Antes da pandemia, "entre 200 e 250 pessoas vinham aqui para chorar e trazer flores", lembra ele.

- "Sem família" -

Horas antes da cremação do trabalhador indiano, também foi cremado o corpo de uma esteticista filipina de 40 anos. Nos atestados de óbito, a mesma causa é mencionada: "pneumonia por COVID-19".

Compradas em um supermercado, as caixas prateadas são entregues a um parente, se houver um em Dubai, ou diretamente à embaixada do país do falecido.

"Eles vieram trabalhar, então, a maioria deles não tem família aqui", diz Suresh Galani, outro diretor do crematório.

Nem todos faleceram pelo coronavírus. Alguns foram indiretamente afetados pela pandemia. É o caso do irmão de Vijay, Ram, que morreu de ataque cardíaco aos 45 anos, após uma quarentena imposta por ter estado em contato com uma pessoa infectada.

"Ram teve resultado negativo após ficar confinado por duas semanas. Sofreu mentalmente e entrou em depressão por causa da solidão", conta Vijay.

Pai de três filhos e funcionário de uma lavanderia, Ram morreu na ambulância que o transportava para o hospital depois de sentir uma forte dor no peito.

No crematório, quatro de seus colegas levaram flores.

"Voltaremos amanhã para recolher as cinzas. Vamos enviá-las para casa, quando os voos recomeçarem", disse Vijay.

- Enterrados in situ -

Alguns trabalhadores estrangeiros, afetados pela paralisia econômica causada pela pandemia, conseguiram retornar nos poucos aviões de repatriamento mobilizados pelas autoridades do Golfo, apesar da suspensão de voos comerciais.

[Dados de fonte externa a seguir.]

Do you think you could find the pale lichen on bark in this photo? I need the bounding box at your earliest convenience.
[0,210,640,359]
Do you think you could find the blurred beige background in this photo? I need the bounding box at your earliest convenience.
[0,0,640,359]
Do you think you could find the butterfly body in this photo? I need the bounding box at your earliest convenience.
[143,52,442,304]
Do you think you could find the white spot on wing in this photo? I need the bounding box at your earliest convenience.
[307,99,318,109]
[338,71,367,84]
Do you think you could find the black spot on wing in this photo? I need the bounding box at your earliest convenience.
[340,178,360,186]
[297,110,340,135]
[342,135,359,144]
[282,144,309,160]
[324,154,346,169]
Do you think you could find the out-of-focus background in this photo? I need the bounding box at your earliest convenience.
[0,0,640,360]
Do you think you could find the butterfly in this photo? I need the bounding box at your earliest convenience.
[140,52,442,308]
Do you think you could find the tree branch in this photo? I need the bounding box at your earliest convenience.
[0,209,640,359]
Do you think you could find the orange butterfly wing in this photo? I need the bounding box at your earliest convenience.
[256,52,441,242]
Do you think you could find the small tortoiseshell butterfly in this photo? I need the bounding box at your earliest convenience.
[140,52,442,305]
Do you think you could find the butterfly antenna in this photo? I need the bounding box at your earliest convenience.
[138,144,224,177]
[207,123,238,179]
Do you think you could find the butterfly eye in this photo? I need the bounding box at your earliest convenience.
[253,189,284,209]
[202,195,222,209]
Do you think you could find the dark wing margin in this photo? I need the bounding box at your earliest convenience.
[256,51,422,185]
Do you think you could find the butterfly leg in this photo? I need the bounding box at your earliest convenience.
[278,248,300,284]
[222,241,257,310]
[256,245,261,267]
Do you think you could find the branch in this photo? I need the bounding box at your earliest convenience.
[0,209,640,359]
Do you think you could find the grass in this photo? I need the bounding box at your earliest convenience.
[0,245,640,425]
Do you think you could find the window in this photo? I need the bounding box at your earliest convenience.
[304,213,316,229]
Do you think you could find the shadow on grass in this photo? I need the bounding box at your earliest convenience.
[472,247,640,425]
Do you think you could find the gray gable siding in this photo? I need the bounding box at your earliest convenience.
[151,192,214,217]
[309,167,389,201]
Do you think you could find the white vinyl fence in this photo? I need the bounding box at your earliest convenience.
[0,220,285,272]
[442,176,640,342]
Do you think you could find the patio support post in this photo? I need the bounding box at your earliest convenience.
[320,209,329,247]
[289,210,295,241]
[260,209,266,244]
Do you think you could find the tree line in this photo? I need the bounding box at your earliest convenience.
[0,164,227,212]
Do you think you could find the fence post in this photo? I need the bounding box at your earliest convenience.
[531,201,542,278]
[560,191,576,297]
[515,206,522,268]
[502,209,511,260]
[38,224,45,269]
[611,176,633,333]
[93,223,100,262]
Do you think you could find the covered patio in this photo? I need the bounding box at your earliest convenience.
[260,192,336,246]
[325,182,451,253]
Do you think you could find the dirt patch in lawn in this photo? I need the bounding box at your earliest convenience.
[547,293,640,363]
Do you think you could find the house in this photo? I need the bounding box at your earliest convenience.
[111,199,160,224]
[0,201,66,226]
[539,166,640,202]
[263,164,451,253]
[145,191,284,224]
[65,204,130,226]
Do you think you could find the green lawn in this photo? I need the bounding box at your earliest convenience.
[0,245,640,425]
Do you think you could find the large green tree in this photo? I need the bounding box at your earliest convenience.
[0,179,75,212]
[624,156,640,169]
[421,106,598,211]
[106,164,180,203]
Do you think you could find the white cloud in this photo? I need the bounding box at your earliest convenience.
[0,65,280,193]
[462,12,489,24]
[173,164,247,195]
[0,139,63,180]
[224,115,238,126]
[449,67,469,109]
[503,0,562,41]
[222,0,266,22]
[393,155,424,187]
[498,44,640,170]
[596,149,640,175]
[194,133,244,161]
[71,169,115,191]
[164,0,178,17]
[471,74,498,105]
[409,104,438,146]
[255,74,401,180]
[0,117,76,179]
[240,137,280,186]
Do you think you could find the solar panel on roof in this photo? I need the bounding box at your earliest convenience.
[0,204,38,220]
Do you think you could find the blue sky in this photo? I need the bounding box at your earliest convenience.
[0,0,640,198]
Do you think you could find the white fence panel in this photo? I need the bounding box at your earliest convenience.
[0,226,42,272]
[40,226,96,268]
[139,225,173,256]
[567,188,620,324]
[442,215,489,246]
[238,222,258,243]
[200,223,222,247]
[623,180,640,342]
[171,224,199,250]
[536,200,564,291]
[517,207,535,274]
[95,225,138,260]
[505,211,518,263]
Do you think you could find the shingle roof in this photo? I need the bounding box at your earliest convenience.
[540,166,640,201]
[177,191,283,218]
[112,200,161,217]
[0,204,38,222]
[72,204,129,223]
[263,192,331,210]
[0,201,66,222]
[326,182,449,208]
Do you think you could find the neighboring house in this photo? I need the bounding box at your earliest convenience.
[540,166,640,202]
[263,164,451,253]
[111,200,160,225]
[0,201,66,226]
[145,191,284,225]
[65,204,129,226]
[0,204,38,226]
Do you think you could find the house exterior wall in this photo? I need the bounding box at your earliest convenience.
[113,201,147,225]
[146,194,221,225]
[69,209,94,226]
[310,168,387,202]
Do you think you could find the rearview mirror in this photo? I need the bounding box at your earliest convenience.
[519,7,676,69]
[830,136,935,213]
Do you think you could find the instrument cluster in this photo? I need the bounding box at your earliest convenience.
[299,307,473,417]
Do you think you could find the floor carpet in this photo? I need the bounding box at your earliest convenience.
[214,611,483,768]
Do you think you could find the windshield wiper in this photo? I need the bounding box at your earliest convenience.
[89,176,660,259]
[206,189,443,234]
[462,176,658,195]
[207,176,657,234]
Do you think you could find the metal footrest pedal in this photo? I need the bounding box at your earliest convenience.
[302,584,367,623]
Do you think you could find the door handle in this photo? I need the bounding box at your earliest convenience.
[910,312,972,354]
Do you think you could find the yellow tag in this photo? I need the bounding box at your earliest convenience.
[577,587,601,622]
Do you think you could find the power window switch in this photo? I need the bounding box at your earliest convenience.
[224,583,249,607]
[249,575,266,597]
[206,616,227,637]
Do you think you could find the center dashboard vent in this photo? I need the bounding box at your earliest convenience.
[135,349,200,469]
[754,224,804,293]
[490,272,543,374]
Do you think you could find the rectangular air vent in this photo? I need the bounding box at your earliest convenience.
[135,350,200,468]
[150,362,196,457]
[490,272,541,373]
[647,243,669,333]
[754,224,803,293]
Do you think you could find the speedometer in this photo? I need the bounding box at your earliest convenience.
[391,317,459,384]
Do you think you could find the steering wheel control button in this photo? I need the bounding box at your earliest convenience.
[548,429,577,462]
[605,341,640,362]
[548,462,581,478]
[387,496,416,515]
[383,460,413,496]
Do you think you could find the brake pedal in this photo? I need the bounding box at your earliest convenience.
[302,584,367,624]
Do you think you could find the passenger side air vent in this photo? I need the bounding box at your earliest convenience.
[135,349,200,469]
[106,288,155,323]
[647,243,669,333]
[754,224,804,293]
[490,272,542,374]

Na Arábia Saudita, "até agora, todas as famílias pediram para enterrar os corpos no local", diz uma fonte do Ministério da Saúde que pediu anonimato.

Entre eles, Wazir Mohammed Saleh, um afegão de 57 anos que vive e trabalha em Medina (oeste) desde os anos 1980, depois de fugir de seu país. Ele administrava uma loja e morreu de coronavírus na semana passada.

Somente seus quatro filhos compareceram ao enterro na cidade santa que abriga o túmulo do profeta Maomé. Seu sobrinho, Amed Khan, nascido no reino, teve de se contentar em ver as fotos do funeral pelo telefone celular.

"Seu sonho era ser enterrado em Medina, e esse sonho foi realizado", disse ele à AFP.

"Nenhuma pessoa que morre em Medina vai querer ser enterrada em outro lugar. Esta terra é conhecida por fazer parte do paraíso", completou.